Much of education is about providing opportunity, and in the athletic arena Division I status allows Maine – and Maine kids – an opportunity to be tested at the highest level.
Eight of the 13 players on this year’s men’s basketball roster are Maine natives. A ninth, Junior Bernal, played at the Hyde School in Bath and at Maine Central Institute in Pittsfield before coming to campus.
And they’re not on the roster just because they’re from here. Everything preceding their arrival on campus suggested they had sufficient game, enough so Maine had to outrecruit other mid-major Division I programs to keep them home.
“It’s definitely a good thing,” said sophomore guard Mark Socoby, a former All-Maine player at Houlton and Bangor. “I don’t think everybody’s been recruited here just because they’re from Maine. They’re good players, they play hard, they’re heady and they really love the game, and that’s definitely a positive.”
Most of the names are familiar to basketball fans – Socoby, Jordan Cook, Sean McNally, Troy Barnies, Sean Costigan, Brian Andre, Jason Hight and Jay Uhrin – and it will be interesting not only to watch them progress, but to see how interested those fans are in following that progress.
Men’s basketball hasn’t been a big draw in recent years. Its biggest home crowd last winter was 1,980, and one of the laments has been the lack of a connection between the team and the basketball community because of rosters sometimes reliant on junior college transfers and players who otherwise came to Orono in part because they had few other options.
That won’t be the case for the next few years.
“We’re very fortunate to have a number of players who played their high school basketball in Maine on our roster,” said Maine coach Ted Woodward, “but these are guys who had tremendous high school careers, were outstanding players in the AAU circuit, and are guys that we worked very, very hard to get to come to the University of Maine.”

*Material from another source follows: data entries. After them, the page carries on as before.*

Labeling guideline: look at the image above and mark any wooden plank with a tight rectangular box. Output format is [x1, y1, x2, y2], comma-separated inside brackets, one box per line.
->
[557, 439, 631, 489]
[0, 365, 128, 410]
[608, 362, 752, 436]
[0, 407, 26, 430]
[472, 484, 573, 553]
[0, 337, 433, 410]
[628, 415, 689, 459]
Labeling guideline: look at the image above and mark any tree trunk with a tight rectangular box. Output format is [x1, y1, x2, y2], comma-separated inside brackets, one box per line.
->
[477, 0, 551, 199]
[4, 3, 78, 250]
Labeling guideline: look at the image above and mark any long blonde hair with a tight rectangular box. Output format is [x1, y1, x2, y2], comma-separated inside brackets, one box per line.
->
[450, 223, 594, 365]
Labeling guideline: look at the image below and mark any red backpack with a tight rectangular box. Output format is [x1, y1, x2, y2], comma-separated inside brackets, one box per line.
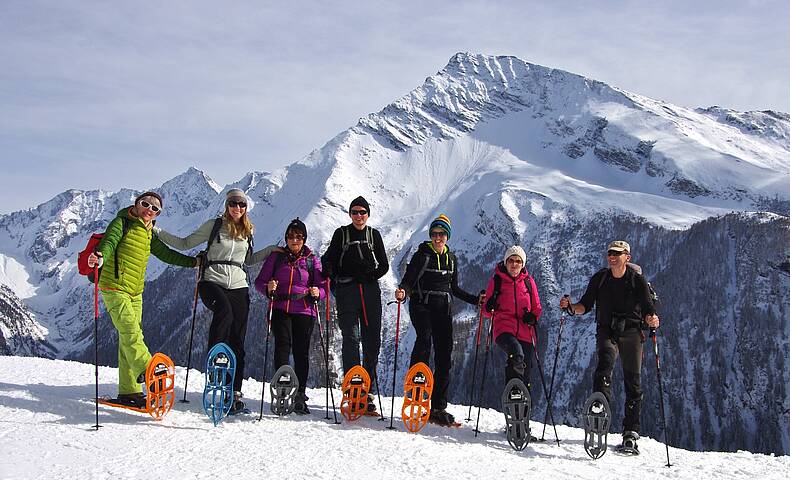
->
[77, 218, 129, 283]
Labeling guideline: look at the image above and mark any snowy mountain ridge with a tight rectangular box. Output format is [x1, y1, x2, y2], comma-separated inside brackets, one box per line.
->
[1, 53, 788, 455]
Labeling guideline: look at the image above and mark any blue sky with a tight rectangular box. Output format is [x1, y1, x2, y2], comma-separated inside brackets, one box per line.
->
[1, 0, 788, 213]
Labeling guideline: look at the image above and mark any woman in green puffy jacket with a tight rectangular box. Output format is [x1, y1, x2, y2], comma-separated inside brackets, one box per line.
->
[87, 191, 197, 407]
[154, 188, 280, 414]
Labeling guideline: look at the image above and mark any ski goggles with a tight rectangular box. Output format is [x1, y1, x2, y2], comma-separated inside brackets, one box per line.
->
[138, 200, 162, 213]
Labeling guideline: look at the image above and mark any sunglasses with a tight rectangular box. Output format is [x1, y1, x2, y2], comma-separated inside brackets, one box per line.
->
[228, 201, 247, 208]
[607, 250, 626, 257]
[350, 209, 368, 216]
[430, 230, 447, 238]
[286, 234, 304, 241]
[139, 200, 161, 213]
[506, 257, 524, 264]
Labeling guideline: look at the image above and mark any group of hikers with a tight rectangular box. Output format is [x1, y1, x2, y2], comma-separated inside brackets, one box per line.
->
[86, 189, 659, 449]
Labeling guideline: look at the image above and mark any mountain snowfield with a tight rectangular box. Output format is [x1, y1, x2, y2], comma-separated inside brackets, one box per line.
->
[1, 53, 789, 455]
[1, 356, 788, 479]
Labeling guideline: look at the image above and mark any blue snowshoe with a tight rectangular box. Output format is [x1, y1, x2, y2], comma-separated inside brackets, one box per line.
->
[202, 343, 236, 426]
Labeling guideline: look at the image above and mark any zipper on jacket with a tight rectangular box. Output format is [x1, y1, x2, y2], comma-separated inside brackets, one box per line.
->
[286, 264, 295, 313]
[226, 231, 235, 289]
[513, 276, 520, 338]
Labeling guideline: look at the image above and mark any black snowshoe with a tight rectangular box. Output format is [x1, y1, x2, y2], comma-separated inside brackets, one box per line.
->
[582, 392, 611, 460]
[502, 378, 531, 451]
[270, 365, 299, 416]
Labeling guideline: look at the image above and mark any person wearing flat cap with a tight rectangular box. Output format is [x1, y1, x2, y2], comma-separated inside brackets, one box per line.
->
[482, 245, 542, 397]
[87, 191, 199, 408]
[395, 213, 483, 426]
[321, 196, 389, 414]
[154, 188, 281, 414]
[559, 240, 660, 451]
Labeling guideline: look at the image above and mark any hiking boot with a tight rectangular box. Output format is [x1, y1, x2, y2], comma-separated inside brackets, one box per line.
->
[623, 430, 639, 449]
[116, 393, 146, 408]
[294, 392, 310, 415]
[366, 394, 377, 414]
[428, 409, 456, 426]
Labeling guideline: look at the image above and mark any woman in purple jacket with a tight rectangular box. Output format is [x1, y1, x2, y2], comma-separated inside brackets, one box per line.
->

As with any young team – Andre, the former Valley of Bingham center who transferred to Maine from Buffalo, is the lone senior – there will be growing pains, but even that doesn’t diminish the excitement within the program.
“We’re a very young team,” said Socoby, “but although we are young I think there’s a lot of eagerness. We want to play and we want to prove ourselves.”
And proving themselves doesn’t necessary involve a young team taking baby steps.
“We’re real young, but our goal is to try to win the conference championship, like it is pretty much every year,” said Cook, a 6-foot-10 center who led Hampden Academy to the 2005 Class A state title.
If they accomplish that goal this year, or next year, or the year after that, it will mark a first for the program – a trip to the NCAA tournament.
And not only would that speak well for the current crop of Maine players, but it might motivate the next generation of native Black Bears, too.
“We definitely want to have success, and hopefully if we do, it will go down to the younger kids,” said Cook. “The Maine high school kids are going to want to come here, and they’ll be playing a lot of basketball trying to get to the University of Maine.”